Ninguna de las señoras de Cranford decidió aprobar la boda dando la enhorabuena a una de las dos partes. Preferíamos ignorar la situación hasta el regreso de nuestra soberana dama, la señora Jamieson. Antes de que ella nos diera la señal de partida, creíamos mejor considerar el compromiso de la misma manera que las piernas de la reina de España[32]: los hechos eran evidentes, pero cuanto menos se hablase de ellos, mejor. Cuando aquella restricción a nuestras lenguas (comprenderán que si no hablábamos de ello con las partes implicadas, ¿cómo íbamos a obtener respuestas a las preguntas que tanto ansiábamos hacer?) empezaba a parecernos fastidiosa y la idea que teníamos de la dignidad del silencio palidecía ante nuestra curiosidad, nuestros pensamientos tomaron otro rumbo gracias a que el tendero principal de Cranford, cuyas mercancías abarcaban desde comestibles y quesos hasta sombreros para caballero, anunció, tal como la situación requería, que había llegado la moda de primavera y la presentaría el martes siguiente en sus salones de High Street. Era lo que esperaba la señorita Matty para comprarse un vestido nuevo de seda. Yo me había comprometido, es cierto, a pedir muestras a Drumble, pero ella rechazó mi oferta dando a entender amablemente que no había olvidado su decepción por el turbante verdemar. Me alegré de estar presente en esa ocasión para contrarrestar la irresistible fascinación de una seda amarilla o escarlata.

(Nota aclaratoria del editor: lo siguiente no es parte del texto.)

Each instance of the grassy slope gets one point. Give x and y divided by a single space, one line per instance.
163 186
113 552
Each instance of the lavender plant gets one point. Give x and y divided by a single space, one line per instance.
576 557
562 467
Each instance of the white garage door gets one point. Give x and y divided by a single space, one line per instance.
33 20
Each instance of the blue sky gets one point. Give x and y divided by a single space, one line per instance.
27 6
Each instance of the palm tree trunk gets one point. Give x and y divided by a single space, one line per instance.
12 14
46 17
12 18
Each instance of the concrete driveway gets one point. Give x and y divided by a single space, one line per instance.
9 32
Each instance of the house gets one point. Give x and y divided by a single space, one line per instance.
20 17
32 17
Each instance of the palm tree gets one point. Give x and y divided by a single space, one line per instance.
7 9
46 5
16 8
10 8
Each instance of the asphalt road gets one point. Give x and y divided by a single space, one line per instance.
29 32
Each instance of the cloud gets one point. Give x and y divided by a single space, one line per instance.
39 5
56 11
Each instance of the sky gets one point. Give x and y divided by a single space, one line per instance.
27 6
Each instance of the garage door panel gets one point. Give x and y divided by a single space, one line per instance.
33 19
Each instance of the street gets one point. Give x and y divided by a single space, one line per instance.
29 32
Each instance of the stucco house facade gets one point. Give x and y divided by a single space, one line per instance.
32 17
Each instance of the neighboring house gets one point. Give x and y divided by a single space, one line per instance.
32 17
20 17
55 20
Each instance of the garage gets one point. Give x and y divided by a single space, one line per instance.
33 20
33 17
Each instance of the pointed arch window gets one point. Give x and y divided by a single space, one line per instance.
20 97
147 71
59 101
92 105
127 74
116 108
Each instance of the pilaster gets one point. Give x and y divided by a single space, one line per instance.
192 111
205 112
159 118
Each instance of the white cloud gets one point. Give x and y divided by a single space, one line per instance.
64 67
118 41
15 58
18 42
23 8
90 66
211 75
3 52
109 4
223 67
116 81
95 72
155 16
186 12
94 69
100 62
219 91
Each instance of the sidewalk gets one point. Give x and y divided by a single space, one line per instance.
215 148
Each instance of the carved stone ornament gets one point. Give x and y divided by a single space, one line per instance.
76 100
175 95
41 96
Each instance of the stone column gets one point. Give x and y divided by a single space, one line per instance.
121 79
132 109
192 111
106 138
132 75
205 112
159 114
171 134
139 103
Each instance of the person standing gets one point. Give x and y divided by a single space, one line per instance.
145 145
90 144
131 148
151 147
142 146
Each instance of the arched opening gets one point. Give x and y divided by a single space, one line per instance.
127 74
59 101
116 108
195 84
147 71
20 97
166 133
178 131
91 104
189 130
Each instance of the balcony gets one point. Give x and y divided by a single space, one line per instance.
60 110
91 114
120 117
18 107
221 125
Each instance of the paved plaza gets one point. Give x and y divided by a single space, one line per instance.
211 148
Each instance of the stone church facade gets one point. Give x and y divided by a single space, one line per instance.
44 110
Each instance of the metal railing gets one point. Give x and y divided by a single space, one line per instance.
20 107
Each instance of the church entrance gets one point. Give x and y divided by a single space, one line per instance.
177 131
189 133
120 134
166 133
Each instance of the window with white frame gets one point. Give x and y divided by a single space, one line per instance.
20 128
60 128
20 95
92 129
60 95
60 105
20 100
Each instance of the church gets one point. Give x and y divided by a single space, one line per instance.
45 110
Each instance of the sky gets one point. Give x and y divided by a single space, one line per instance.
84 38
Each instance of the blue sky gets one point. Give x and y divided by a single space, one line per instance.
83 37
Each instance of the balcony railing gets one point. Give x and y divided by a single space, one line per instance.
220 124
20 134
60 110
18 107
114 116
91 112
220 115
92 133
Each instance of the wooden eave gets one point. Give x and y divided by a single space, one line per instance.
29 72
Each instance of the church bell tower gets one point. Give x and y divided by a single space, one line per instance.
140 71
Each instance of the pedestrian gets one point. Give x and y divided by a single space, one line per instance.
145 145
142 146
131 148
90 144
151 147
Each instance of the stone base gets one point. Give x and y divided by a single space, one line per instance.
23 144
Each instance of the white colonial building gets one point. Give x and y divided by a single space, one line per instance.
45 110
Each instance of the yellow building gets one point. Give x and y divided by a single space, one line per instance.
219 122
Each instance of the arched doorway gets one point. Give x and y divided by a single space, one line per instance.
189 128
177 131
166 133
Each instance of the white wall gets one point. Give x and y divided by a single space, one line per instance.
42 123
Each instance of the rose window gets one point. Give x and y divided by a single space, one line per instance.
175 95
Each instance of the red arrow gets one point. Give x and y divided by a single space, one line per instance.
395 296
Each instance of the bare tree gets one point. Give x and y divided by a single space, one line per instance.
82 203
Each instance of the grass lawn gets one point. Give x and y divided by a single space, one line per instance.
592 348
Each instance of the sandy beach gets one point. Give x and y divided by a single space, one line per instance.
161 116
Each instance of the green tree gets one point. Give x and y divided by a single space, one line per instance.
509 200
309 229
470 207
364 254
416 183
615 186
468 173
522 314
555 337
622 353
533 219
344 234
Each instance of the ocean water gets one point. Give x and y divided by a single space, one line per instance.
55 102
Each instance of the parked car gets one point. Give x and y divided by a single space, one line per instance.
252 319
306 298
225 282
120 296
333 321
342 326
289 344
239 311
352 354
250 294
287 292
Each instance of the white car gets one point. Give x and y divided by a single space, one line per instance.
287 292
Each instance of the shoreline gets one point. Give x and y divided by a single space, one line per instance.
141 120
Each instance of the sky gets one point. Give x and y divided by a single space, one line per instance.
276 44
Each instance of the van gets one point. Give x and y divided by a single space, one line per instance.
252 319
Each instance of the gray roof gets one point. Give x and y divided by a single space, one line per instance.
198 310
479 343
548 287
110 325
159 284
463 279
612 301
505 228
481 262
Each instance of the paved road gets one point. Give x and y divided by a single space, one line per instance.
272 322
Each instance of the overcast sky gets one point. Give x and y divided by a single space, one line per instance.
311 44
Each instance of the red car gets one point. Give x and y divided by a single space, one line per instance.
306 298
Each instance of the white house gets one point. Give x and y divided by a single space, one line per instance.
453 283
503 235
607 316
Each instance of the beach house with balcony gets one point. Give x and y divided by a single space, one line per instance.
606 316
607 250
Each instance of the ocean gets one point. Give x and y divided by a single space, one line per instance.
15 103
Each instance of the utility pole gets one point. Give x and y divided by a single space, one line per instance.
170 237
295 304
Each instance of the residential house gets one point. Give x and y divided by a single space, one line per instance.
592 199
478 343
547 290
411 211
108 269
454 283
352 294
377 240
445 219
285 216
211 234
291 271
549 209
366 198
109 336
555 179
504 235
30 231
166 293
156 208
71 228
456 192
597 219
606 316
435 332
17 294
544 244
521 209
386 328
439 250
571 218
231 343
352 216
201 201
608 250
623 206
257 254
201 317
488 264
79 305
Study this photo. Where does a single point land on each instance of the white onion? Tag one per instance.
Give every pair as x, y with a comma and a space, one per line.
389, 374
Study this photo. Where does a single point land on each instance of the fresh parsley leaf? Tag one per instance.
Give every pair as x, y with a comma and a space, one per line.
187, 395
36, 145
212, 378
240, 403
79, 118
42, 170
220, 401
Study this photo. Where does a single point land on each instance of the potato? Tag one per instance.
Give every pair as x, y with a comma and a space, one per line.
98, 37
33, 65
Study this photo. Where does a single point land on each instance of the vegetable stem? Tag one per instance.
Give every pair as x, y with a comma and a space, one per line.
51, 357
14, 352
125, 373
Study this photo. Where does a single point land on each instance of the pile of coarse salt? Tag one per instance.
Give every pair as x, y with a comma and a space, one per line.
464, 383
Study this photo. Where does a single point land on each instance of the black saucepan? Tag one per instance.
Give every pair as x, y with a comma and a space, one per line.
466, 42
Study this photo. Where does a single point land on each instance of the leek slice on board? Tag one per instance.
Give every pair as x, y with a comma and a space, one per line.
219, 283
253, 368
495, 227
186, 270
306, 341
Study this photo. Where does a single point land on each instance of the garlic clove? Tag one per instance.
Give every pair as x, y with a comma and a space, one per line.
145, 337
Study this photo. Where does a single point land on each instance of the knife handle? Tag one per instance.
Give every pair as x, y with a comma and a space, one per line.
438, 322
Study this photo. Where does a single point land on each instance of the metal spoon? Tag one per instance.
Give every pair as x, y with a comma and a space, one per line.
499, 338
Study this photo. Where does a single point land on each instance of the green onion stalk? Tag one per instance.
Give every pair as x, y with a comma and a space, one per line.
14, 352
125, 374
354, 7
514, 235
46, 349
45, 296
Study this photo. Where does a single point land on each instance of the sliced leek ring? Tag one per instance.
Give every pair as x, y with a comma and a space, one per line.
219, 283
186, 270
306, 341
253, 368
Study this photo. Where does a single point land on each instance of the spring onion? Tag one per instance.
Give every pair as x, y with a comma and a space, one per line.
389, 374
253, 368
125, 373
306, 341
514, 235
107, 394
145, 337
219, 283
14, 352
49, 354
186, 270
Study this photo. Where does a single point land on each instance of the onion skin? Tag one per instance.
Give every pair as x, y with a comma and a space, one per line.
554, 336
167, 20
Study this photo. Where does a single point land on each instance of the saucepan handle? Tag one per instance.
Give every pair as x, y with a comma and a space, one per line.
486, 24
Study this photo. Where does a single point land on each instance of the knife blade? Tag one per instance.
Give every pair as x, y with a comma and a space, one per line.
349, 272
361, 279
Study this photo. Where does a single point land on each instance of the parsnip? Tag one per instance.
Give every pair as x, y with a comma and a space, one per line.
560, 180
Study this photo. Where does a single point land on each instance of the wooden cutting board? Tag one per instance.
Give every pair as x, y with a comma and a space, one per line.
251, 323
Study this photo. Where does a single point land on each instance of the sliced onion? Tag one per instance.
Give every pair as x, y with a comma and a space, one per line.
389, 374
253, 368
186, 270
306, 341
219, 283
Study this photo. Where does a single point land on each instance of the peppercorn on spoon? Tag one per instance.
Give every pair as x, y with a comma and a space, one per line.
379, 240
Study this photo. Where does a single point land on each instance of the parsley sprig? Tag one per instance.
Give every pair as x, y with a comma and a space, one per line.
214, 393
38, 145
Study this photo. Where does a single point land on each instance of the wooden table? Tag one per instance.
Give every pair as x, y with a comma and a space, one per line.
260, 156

Debo hacer un par de precisiones acerca de mi persona. Con anterioridad he referido la antigua amistad de mi padre con la familia Jenkyns; incluso diría que tal vez los unía algún lejano parentesco. Mi padre había accedido gustosamente a que pasase el invierno en Cranford en consideración a una carta que le había escrito la señorita Matty en momentos de pánico; sospecho que en ella exageró mis cualidades y mi valentía como defensora de la casa. Sin embargo, ahora que los días eran más largos y alegres, empezaba a insistir en la necesidad de mi regreso, momento que yo iba retrasando con la vana esperanza de que, si obtenía alguna información clara, tal vez podría hacer coincidir la historia de Aga Jenkyns que me había narrado la signora con la aparición y desaparición del «pobre Peter» que había entresacado de la conversación de la señorita Pole y la señora Forrester.